Unsafe discharge without needed supports
Penalty
Summary
The facility failed to provide and document sufficient preparation and orientation for the discharge of a resident with significant functional and medical needs. The resident had diagnoses including acute on chronic diastolic CHF, acute pulmonary edema, obesity, COPD, chronic lower-leg ulcer, and bowel and bladder incontinence. Her admission assessment showed a BIMS score of 15, but her functional status was highly limited: bed mobility required dependent to maximal assistance, transfers were not attempted due to medical/safety concerns, walking 10 feet was not attempted, and she was always incontinent of bowel and bladder. Therapy documentation identified her as a mechanical lift resident, and progress notes described persistent debility, high fall risk, and ongoing counseling about unsafe home discharge. Despite these limitations, the resident was discharged home by stretcher with no home health services in place. The discharge summary listed home care and durable medical equipment, including a wheelchair, hospital bed, and 3-in-1 commode, but the home health agency later reported that the referral was declined because of insurance denial. Facility staff and the resident’s family reported that the resident could not walk and could not get to the bathroom by herself. The resident’s family also reported difficulty reaching social services and stated they did not know who would care for her at home. The resident was discharged without an AMA discharge notice and without notice to the Ombudsman, despite facility policy describing requirements for facility-initiated discharge and resident notification. After discharge, the resident arrived home by EMS on a stretcher and was unable to ambulate.
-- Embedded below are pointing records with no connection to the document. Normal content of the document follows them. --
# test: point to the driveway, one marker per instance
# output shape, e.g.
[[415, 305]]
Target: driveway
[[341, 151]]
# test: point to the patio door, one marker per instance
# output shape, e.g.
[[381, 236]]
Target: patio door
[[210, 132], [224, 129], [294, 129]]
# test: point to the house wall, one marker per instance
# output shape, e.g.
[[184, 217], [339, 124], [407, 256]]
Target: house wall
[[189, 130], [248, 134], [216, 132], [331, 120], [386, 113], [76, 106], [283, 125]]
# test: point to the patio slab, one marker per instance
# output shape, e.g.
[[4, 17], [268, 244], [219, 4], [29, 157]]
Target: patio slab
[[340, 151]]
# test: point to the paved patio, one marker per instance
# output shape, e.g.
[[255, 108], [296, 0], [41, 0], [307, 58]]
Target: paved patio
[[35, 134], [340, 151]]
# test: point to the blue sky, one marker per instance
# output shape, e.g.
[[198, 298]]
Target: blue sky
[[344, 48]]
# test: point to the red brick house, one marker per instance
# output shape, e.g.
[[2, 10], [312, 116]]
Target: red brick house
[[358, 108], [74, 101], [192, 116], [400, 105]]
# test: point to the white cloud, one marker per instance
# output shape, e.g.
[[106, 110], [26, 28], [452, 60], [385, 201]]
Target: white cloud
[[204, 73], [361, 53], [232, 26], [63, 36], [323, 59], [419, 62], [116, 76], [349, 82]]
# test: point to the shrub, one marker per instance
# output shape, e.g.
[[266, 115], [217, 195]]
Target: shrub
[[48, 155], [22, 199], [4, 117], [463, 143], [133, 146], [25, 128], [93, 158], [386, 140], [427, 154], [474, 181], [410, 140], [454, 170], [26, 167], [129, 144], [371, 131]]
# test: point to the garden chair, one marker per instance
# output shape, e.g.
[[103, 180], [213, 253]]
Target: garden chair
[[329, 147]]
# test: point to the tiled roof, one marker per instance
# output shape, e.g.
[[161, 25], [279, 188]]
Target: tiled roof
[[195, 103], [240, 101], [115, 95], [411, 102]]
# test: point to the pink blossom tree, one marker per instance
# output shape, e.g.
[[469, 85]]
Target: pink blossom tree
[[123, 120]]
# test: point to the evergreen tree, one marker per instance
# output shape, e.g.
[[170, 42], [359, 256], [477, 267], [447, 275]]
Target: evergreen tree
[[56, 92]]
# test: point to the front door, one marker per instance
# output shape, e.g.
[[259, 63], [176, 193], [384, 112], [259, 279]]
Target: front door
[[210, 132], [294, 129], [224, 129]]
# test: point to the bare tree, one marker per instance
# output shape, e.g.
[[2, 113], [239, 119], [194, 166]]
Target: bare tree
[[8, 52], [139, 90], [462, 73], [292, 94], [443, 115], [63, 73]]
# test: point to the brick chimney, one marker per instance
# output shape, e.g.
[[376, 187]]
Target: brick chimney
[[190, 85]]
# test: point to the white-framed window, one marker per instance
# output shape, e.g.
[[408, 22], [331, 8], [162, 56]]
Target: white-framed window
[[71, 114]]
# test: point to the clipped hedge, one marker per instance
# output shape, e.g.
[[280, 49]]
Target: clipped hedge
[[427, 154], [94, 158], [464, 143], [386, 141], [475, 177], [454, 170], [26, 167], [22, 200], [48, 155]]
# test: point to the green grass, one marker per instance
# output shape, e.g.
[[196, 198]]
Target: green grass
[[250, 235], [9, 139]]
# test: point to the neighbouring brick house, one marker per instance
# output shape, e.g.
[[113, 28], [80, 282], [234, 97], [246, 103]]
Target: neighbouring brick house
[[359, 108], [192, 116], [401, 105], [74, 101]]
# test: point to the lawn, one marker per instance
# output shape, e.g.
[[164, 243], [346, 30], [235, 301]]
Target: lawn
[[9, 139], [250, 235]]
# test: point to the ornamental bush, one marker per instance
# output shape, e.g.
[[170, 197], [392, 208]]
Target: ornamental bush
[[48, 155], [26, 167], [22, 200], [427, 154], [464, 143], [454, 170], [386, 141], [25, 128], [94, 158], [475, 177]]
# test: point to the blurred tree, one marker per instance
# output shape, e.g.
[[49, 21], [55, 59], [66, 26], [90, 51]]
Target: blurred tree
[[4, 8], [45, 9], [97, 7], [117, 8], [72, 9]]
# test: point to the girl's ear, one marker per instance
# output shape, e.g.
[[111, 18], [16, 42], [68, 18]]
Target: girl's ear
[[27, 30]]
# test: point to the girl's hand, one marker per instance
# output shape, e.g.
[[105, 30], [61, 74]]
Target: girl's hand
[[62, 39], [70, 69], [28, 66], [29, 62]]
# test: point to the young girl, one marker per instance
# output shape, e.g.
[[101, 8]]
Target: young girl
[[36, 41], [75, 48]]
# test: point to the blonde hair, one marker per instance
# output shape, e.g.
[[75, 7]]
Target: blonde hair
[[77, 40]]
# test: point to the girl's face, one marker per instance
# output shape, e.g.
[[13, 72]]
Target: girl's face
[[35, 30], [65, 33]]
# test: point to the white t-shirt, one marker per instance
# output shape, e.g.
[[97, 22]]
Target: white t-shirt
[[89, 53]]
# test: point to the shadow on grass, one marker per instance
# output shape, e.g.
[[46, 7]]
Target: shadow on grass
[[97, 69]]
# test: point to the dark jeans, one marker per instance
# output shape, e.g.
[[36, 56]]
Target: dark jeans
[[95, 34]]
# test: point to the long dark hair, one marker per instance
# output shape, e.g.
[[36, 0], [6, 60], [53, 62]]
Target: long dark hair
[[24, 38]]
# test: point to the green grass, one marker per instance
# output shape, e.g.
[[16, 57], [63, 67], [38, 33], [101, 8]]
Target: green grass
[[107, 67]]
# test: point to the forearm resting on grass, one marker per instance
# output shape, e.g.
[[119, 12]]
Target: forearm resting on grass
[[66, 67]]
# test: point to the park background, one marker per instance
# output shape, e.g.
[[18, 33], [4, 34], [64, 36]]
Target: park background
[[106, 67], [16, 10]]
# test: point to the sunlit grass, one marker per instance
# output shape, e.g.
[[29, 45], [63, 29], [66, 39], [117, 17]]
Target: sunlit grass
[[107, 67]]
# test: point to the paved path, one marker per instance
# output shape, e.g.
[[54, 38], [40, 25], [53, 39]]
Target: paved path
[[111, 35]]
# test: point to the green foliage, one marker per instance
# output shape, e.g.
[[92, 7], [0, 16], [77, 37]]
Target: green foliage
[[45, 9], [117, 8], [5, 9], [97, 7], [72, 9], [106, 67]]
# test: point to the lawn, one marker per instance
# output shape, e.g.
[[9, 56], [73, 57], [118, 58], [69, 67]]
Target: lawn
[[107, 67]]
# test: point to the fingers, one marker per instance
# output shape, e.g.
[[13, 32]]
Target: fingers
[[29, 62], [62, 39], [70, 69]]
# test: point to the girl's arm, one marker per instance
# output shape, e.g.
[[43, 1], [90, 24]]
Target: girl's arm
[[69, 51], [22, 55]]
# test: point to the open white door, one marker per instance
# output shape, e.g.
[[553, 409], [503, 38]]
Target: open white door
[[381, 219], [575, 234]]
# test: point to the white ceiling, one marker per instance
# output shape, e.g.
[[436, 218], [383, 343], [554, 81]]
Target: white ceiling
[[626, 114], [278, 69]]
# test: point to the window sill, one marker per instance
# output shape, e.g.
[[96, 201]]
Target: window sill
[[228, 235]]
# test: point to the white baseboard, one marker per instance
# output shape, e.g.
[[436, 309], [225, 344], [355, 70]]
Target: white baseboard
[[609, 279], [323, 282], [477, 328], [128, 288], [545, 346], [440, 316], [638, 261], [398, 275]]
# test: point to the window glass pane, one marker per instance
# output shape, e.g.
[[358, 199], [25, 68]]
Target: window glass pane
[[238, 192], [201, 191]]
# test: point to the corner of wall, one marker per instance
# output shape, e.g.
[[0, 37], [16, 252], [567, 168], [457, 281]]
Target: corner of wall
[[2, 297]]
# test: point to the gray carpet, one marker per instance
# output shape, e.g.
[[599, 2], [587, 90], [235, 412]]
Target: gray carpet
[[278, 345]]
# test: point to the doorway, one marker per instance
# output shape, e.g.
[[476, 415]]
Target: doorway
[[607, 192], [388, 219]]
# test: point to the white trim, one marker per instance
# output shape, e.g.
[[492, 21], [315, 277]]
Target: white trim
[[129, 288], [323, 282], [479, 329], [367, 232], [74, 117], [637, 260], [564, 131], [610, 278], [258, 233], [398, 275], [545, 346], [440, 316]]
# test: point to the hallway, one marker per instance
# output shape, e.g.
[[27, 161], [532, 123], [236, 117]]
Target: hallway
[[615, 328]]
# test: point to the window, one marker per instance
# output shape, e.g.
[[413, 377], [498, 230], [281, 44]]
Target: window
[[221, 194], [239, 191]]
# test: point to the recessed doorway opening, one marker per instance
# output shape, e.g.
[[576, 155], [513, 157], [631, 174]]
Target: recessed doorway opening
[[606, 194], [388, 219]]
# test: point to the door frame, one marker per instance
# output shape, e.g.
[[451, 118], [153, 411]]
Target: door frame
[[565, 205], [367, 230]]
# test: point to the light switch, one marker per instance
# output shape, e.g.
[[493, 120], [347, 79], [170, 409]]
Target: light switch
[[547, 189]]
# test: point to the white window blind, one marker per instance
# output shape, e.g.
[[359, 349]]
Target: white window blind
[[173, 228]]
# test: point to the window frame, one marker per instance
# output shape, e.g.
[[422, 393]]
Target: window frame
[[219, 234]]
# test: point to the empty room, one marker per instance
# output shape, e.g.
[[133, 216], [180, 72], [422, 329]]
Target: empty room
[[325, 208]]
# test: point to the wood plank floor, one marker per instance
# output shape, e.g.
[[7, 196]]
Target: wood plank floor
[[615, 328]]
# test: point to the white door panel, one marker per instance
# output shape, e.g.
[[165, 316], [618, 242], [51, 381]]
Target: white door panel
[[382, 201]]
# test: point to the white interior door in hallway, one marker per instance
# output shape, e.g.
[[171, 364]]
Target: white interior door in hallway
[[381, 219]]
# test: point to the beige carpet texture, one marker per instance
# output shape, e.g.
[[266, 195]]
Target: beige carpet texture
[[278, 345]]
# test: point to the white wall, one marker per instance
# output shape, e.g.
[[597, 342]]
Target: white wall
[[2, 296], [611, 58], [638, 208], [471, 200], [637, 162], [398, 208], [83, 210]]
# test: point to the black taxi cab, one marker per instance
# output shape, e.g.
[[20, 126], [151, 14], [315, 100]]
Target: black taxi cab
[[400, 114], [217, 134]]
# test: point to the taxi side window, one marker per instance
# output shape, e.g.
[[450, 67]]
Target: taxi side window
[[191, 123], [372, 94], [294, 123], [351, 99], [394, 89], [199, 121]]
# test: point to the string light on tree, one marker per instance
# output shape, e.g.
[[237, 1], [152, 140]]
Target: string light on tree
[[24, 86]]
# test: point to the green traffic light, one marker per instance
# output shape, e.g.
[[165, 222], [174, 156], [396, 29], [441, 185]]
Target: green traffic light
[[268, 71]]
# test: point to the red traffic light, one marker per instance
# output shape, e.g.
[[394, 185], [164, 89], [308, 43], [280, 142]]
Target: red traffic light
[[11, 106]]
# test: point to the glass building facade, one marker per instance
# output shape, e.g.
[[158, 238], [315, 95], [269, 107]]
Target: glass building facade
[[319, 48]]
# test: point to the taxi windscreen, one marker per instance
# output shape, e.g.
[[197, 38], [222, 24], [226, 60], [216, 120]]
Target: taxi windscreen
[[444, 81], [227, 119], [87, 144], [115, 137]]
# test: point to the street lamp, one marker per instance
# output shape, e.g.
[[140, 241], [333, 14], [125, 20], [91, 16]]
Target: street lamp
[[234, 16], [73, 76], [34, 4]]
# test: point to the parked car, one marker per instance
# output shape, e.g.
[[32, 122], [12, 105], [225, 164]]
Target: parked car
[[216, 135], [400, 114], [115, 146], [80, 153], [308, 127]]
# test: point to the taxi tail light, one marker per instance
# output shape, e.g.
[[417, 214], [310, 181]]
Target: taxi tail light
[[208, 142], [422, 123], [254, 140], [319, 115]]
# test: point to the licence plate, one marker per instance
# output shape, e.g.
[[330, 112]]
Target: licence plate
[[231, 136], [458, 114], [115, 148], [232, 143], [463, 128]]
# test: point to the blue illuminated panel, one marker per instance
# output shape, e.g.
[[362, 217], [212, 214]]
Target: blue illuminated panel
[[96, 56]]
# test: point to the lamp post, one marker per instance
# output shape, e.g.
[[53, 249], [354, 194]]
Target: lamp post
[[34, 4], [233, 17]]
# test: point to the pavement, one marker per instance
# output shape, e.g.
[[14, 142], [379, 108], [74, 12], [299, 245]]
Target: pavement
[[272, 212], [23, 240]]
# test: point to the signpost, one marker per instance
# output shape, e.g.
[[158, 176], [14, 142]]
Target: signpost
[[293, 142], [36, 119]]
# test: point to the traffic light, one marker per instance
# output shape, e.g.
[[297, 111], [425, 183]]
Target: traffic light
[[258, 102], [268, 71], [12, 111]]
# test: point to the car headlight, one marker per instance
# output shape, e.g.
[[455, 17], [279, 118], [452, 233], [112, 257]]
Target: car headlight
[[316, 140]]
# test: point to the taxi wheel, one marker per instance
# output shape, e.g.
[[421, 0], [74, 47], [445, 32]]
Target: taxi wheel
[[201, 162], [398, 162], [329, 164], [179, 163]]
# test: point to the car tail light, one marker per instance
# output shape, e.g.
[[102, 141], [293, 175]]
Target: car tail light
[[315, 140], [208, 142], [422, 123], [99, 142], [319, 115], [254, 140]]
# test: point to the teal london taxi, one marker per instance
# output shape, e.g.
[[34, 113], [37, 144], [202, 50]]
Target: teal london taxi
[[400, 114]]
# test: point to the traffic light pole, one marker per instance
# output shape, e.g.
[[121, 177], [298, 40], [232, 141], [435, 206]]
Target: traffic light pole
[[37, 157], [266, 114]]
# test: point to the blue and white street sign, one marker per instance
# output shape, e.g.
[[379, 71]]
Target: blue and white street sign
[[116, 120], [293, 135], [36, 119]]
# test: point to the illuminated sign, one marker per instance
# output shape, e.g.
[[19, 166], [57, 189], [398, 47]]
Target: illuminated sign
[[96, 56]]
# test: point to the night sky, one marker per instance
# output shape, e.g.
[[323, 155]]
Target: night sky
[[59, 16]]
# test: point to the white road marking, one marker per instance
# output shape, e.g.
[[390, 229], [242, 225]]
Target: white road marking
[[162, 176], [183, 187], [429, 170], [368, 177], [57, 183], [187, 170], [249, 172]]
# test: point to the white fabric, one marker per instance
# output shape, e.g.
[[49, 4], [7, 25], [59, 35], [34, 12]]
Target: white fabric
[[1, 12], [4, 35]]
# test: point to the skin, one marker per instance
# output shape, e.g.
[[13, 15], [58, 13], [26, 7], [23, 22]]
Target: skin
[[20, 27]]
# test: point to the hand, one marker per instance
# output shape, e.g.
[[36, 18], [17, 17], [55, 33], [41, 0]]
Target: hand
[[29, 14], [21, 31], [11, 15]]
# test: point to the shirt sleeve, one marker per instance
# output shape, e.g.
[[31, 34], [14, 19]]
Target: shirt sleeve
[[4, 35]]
Within less than 24 hours, she urinated and defecated on herself and was unable to change her clothing or clean her body. She was then hospitalized for CHF exacerbation and fluid overload. Interviews with facility staff showed conflicting accounts about the discharge process, the availability of home health, and whether the discharge was safe. The attending MD stated she did not recommend the resident go home and recommended long-term care, while other staff stated the resident wanted to go home and that the discharge was insurance driven.